Historically, protest movements have served to dramatize injustice, galvanize a complacent populace, pressure intransigent politicians and recruit growing numbers of people into broad-based movements for social change. If the DNC protests were disappointing, spending the third night of the convention inside the Pepsi Center listening to the tired, vacuous speeches of Democratic Party hacks like Joe Biden, John Kerry and Madelaine Albright was enough to make me yearn for the honest anger of the protesters.
The “change we need” is much more than Obama has any intention of delivering. We need people to be constantly pushing the envelope of what’s considered possible. But, self-righteous posturing is self-defeating.
In the decade since the 1999 Seattle WTO demonstrations, radical protesters have developed the capacity for holding protest “convergences” that includes mobile soup kitchens, mobile street medics, teams of legal observers and I-Witness Video activists who document police brutality and independent media outlets like Indymedia that convey the protesters’ side of the story to other activists around the world.
While this is an impressive feat, events in Denver provided a reminder that creating a parallel universe dedicated to social protest is not enough in itself if its inhabitants are unwilling to engage with the larger society they seek to change.
3 Responses to “DNC Reflections: This Is What Activistism Looks Like”
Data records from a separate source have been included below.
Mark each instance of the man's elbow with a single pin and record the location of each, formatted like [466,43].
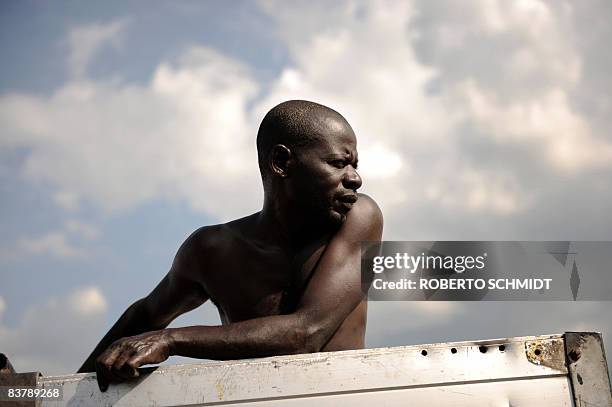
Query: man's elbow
[309,338]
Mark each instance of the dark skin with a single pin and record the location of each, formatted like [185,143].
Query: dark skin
[286,280]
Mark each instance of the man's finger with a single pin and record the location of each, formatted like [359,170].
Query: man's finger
[138,360]
[120,368]
[103,377]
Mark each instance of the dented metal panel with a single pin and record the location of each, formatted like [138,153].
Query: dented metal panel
[588,370]
[527,371]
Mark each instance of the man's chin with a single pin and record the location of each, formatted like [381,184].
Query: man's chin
[337,217]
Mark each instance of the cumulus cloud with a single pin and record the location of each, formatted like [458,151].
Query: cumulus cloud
[59,243]
[53,243]
[446,101]
[2,307]
[184,135]
[55,336]
[86,41]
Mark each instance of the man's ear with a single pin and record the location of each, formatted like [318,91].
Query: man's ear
[280,160]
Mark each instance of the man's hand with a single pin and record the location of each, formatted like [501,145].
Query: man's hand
[121,360]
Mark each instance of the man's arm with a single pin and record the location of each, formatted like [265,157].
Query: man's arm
[174,295]
[332,294]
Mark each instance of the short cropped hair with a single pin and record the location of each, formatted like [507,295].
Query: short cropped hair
[295,124]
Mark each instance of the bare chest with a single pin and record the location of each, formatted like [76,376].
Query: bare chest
[251,282]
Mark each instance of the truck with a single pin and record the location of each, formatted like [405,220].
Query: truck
[558,370]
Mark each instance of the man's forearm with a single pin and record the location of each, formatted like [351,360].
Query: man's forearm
[274,335]
[133,321]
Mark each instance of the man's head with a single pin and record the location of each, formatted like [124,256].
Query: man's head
[308,155]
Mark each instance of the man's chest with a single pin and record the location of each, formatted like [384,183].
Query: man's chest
[251,282]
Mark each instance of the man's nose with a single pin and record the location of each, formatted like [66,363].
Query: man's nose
[351,179]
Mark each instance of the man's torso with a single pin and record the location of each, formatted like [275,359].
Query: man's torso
[247,278]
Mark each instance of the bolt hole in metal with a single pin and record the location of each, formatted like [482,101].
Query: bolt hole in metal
[574,356]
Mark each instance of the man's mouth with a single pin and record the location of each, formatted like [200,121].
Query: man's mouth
[346,202]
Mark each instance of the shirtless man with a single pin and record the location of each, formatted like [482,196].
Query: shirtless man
[286,280]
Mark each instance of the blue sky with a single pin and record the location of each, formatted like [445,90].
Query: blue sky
[127,125]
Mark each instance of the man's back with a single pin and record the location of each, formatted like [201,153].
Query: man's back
[247,277]
[286,280]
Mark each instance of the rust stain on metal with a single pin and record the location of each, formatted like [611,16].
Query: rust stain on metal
[549,353]
[220,390]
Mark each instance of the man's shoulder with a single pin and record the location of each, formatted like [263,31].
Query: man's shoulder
[366,211]
[218,238]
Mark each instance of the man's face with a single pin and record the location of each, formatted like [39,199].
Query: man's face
[325,179]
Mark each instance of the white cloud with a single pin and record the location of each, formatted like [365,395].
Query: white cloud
[185,135]
[52,243]
[87,40]
[2,307]
[82,229]
[58,243]
[54,337]
[440,96]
September 4th, 2008 at 4:35 pm
thanks for the report. this is a clear analysis, and i share both your concerns, and your disappointment. As someone who is part of left movements in the US, i follow these events closely, and truly appreciate clear reporting like this. I watched the build up to these protests, and have never gotten a clear picture as to the purpose, strategy, goals, or ideas behind them. Thats not to say that they aren’t there, but they never coalesced into a strong message that’s clear and strong.
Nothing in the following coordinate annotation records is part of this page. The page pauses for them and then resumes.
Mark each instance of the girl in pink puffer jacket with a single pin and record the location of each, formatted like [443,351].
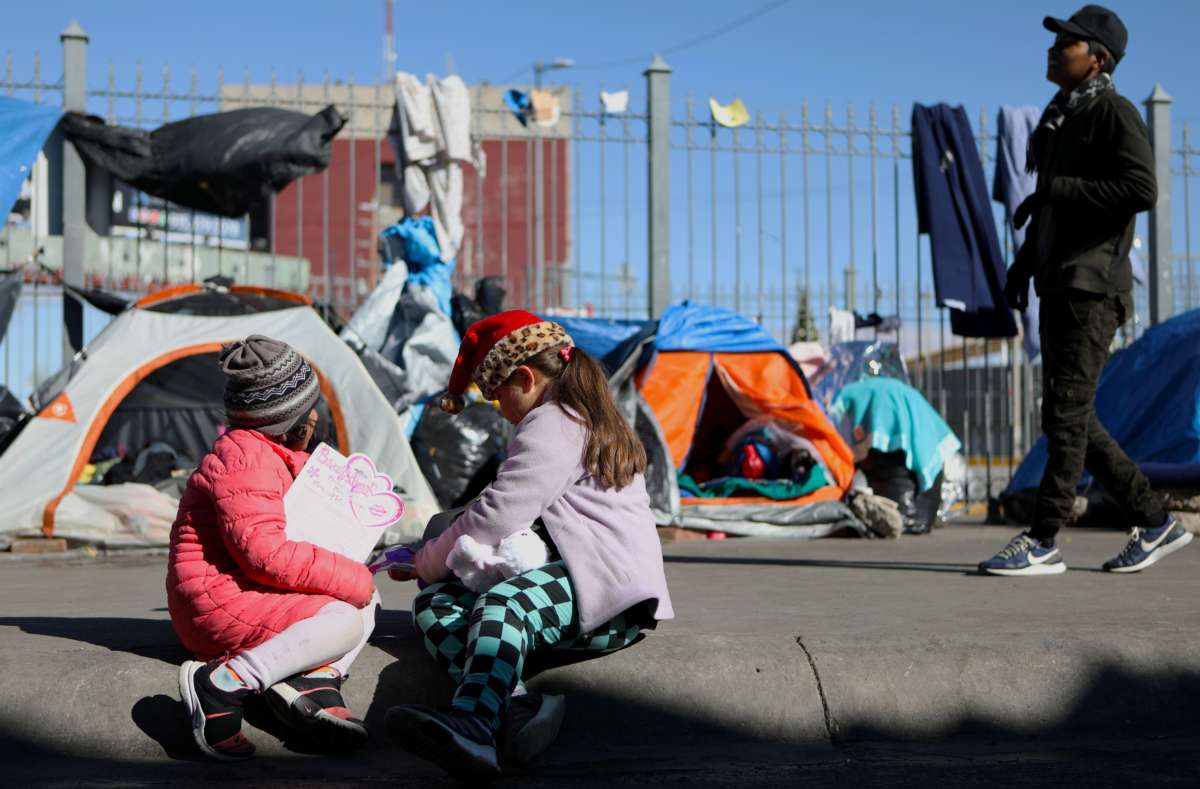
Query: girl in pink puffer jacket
[269,614]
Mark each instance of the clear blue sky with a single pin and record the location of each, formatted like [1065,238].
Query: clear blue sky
[970,53]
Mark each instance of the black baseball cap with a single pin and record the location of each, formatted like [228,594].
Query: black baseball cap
[1093,23]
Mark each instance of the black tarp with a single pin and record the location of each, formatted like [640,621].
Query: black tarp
[223,163]
[460,455]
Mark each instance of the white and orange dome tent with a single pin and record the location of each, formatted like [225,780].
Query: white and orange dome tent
[151,375]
September 16th, 2008 at 5:10 am
Having reached your conclusions before heading to Denver and St. Paul, I flew solo, displaying a single sign along delegate/press access.
Since the police “bafd demonstrator’” profile had you in groups, I was basically unmolested, staked out along delegate access routes, in St. Paul alongside the line of delegates waiting to be searched.
For Denver the sign was “Stop Government Spying”. Must have been photographed a couple thousand times, One Member of Congress posed holding the other end.
Heard quite a bit of “finally a protest i understand what it’s about.”

































September 4th, 2008 at 4:19 pm
This is excellent analysis and quite a devastating critique of the protests - all the more pointed coming from this newspaper. The protest Left is indeed around and has courage to stand up to the police, but stuck in the mode of protesting. Protesting is all fun and games by itself, but has virtually no penetration into the wider swath of voters, citizens, liberals or even with the enemies without a sustained message and a campaign with demands.
What did the anarchists want? The downfall of capitalism? Fair enough, but how do we get there? Protests? Really?
I think the Iraqi vets stole the show and were the most effective. Why? They had a platform - end the Iraq war, economic compensation for Iraqi citizens and fully fund the veterans administration. Reportedly, the Obama campaign is receptive to all or at least some of these demands. The vets probably won’t get all of what they want, but if they get 2 out of 3, what a victory.
And the last point is why I guess I’ll vote for Obama. Not because he is “change we can believe in,” but because as little as my vote counts, Obama is at least susceptible to the Left’s demands. McCain is openly hostile as last night’s slurring of “community organizers” as an example.